En rougissant, miss Nelly secouait la tête. — Si fait, mais il s’est senti malade ;… vous savez, sa santé le tourmente souvent,… ne vous en faites pas de chagrin. Il viendra demain, et en attendant il m’a prié de vous apporter un bouquet avec ses complimens et cet échantillon. — Et le rusé Flynn posait sur la table des fleurs cueillies en route avec un joli morceau de quartz aurifère ramassé le matin dans son propre sluice[1].

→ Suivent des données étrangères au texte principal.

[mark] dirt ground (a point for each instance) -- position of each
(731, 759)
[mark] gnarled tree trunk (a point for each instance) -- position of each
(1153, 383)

— Ne prenez pas garde aux façons de Cyrus Hawkins, mademoiselle, disait confidentiellement un autre mineur. Il n’y a pas de meilleur gars dans tout le camp ; mais il ne sait pas se conduire avec les femmes, il n’a pas vu le monde autant que nous ; n’importe, il a de bonnes intentions. Pendant ce temps, d’autres camarades jouaient le même rôle auprès de Hawkins. — Tu ne peux pas, lui faisaient-ils observer, laisser cette fille s’en retourner à San-Francisco pour y raconter que le seul homme de Five-Forks sous le toit de qui elle s’est reposée ne lui a rendu aucune politesse. Nous ne le souffririons pas. Ce serait mal agir envers le camp et le perdre de réputation.

Frappé par des raisonnemens aussi clairs, le fou courait à la Vallée, où miss Nelly le recevait avec une certaine réserve qui peu à peu faisait place à un redoublement de vivacité non sans mélange de coquetterie.

Les jours s’écoulèrent ainsi : miss Nelly en bonne voie de guérison quant à son entorse, mais en grand péril quant à son cœur, Hawkins de plus en plus embarrassé, et tout Five-Forks ravi frottant les mains en vue d’un dénoûment prochain, inévitable. Il vint, ce dénoûment attendu, mais non pas peut-être tel que Five-Forks l’avait préparé.

On était en juillet ; une nouvelle cavalcade entra dans Five-Forks. Elle venait d’explorer la Vallée-Merveilleuse, et deux capitalistes de l’est, qui se trouvaient parmi les touristes, désiraient ajouter à leurs expériences purement pittoresques quelques renseignemens précis sur les mines californiennes. Jusque-là tout

  1. Le sluice est un canal étroit et long, composé de trois planches et traversé par un courant d’eau, où l’on jette la terre aurifère.